Effective Annual Rate Calculation: Tricky periods and payout frequencies For calculating the Effective Annual Rate (EAR) from various stated interest rates, I'm using the formula:
$$EAR= \left(1+\frac{r}{p}\right)^{pt}-1$$
where,
$p$ = no. of payouts in a period,
$t$ = no. of compounding periods (typically years),
$r$ = stated interest rate
So, if I have \$$10,000$ to invest for one year and the scheme says it will pay annual interest at $10$%, compounded quarterly, then for this situation:
$p$ = $4$ (since it is compounded quarterly),
$t$ = $1$ (I'm investing it for one year only),
$r$ = $0.1$ (@ $10$%)
and my EAR is calcutalted as $$EAR=\left(1+\frac { 0.1 }{ 4 }\right)^{ 4\cdot1 }-1= 10.38\%$$
Questions:
What will be the values in the EAR equation for the following scenarios (I need to see the values to plug into the equation, not results, which I can obtain from a financial calculator):


*

*Period is $9$ months instead of one year, nominal rate is 10% per 9 months, and compounding is done thrice in the period.

*Period is 7 months instead of one year, nominal rate is 10% per 7 months, and compounding is done every 14 months (i.e. double period compounding)

*Period if 1 year, stated rate in 10% per year, but compounding is done every 2 years, not every year.


Thank you.
 A: Here is the calculation for your first question.  Start with a dollar.  The nominal rate is $0.10$ per $9$ months, which I will take as meaning $\frac{3}{4}$ of a year.  So the interest rate is $\frac{0.10}{3}$ per third of $9$ months, compounded every $3$ months. 
So if we start with $1$ dollar, after $3$ months we have $\left(1+\frac{0.10}{3}\right)^1$, after $6$ months we have $\left(1+\frac{0.10}{3}\right)^2$, after $9$ months we have $\left(1+\frac{0.10}{3}\right)^4$. Finally, after one year we have $\left(1+\frac{0.10}{3}\right)^4$. Thus the effective annual interest rate is 
$$\left(1+\frac{0.10}{3}\right)^4-1.$$
My calculator gives about $0.1401494$, a little bit over $14$%.
The calculation for your second question is mathematically very similar, but feels a little strange because of the unusual compounding.
The nominal interest rate is $0.10$ per $7$ months, compounded every $14$ months.

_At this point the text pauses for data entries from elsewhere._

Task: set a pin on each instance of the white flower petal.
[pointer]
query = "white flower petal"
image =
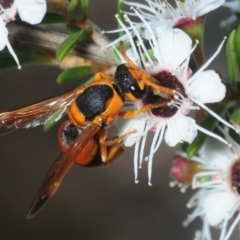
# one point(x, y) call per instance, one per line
point(182, 128)
point(175, 46)
point(31, 11)
point(207, 87)
point(215, 154)
point(204, 7)
point(3, 34)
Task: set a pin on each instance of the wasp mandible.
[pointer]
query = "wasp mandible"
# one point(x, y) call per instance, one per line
point(91, 109)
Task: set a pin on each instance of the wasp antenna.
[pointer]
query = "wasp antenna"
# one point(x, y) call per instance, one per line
point(37, 205)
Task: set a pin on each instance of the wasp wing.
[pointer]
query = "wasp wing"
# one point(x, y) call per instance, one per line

So in $14$ months, $1$ dollar grows to $\left(1+\frac{0.10}{1/2}\right)$. (I am using this somewhat strange way of putting things, instead of writing $1+0.20$, so that you can fit it into the pattern of the formula.)
Now $1$ year is the fraction $\frac{12}{14}$ of the compounding period. So in one year, $1$ dollar grows to $\left(1+\frac{0.10}{1/2}\right)^{12/14}$, so the effective annual rate is 
$$\left(1+\frac{0.10}{1/2}\right)^{12/14}-1.$$
The calculator gives an answer of about $0.1691484$. 
The third question is the same, except easier. The effective annual rate is 
$$\left(1+\frac{0.10}{1/2}\right)^{1/2}-1.$$
I hope these calculations are enough to tell you what's going on. Typically, that is in fact not how things are done. The usual way is to determine the "force of interest" and then use the exponential function $e^x$.